Anyone know if it's possible to get hold of extra remote controls for the new TiVo ? I suppose my question is whether it uses a proprietary Virgin remote or whether one can use the generic American one. I have a feed from our main TV in the lounge to a TV in the bedroom with a video sender for transmitting the IR remote signal.


----------



## smokie (Dec 27, 2002)

I'd also be interested. Most of the buttons are the same as V+ though.


----------



## tdenson (Oct 3, 2002)

smokie said:


> I'd also be interested. Most of the buttons are the same as V+ though.


I've just noticed the other thread about the American remote. I'm also in the States the week after next, will follow that thread with interest.


----------



## cyril (Sep 5, 2001)

I would also get a universal remote like the URC MX-500/800/850 or one of the harmony range, which is generally handy anyway if you don't have one.

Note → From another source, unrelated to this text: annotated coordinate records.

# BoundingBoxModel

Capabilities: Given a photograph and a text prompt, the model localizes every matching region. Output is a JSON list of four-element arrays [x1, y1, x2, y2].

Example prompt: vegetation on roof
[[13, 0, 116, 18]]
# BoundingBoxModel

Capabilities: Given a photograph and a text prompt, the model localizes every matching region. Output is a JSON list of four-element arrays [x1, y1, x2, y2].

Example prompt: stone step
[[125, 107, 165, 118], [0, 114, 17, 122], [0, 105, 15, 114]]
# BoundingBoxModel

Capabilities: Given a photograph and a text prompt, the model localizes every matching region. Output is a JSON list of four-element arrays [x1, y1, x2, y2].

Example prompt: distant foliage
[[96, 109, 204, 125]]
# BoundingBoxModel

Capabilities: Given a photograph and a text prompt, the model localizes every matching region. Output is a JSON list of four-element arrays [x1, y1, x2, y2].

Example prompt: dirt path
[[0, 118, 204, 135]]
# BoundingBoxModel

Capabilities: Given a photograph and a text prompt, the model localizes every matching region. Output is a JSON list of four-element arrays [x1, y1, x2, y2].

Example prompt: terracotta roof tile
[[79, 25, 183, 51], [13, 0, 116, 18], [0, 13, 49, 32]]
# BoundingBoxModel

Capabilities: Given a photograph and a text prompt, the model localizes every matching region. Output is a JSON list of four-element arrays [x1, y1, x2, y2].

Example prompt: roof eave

Maybe we should petition Virgin to bring out a UK version of the US Keyboard bluetooth TiVo remote?


----------



## RichardJH (Oct 7, 2002)

cyril said:


> Maybe we should petition Virgin to bring out a UK version of the US Keyboard bluetooth TiVo remote?


If they don't do that I hope a wireless keyboard will work via usb. Just bought one of these for £8 http://www.ebuyer.com/product/233152 already tried it on a HTPC and its really good.

Tivo being installed 15th so will try it on that then


----------



## cwaring (Feb 12, 2002)

Yep. That's the one I'm considering, if anyone can confirm that it will work.


----------



## RichardJH (Oct 7, 2002)

cwaring said:


> Yep. That's the one I'm considering, if anyone can confirm that it will work.


I will know on Tuesday


----------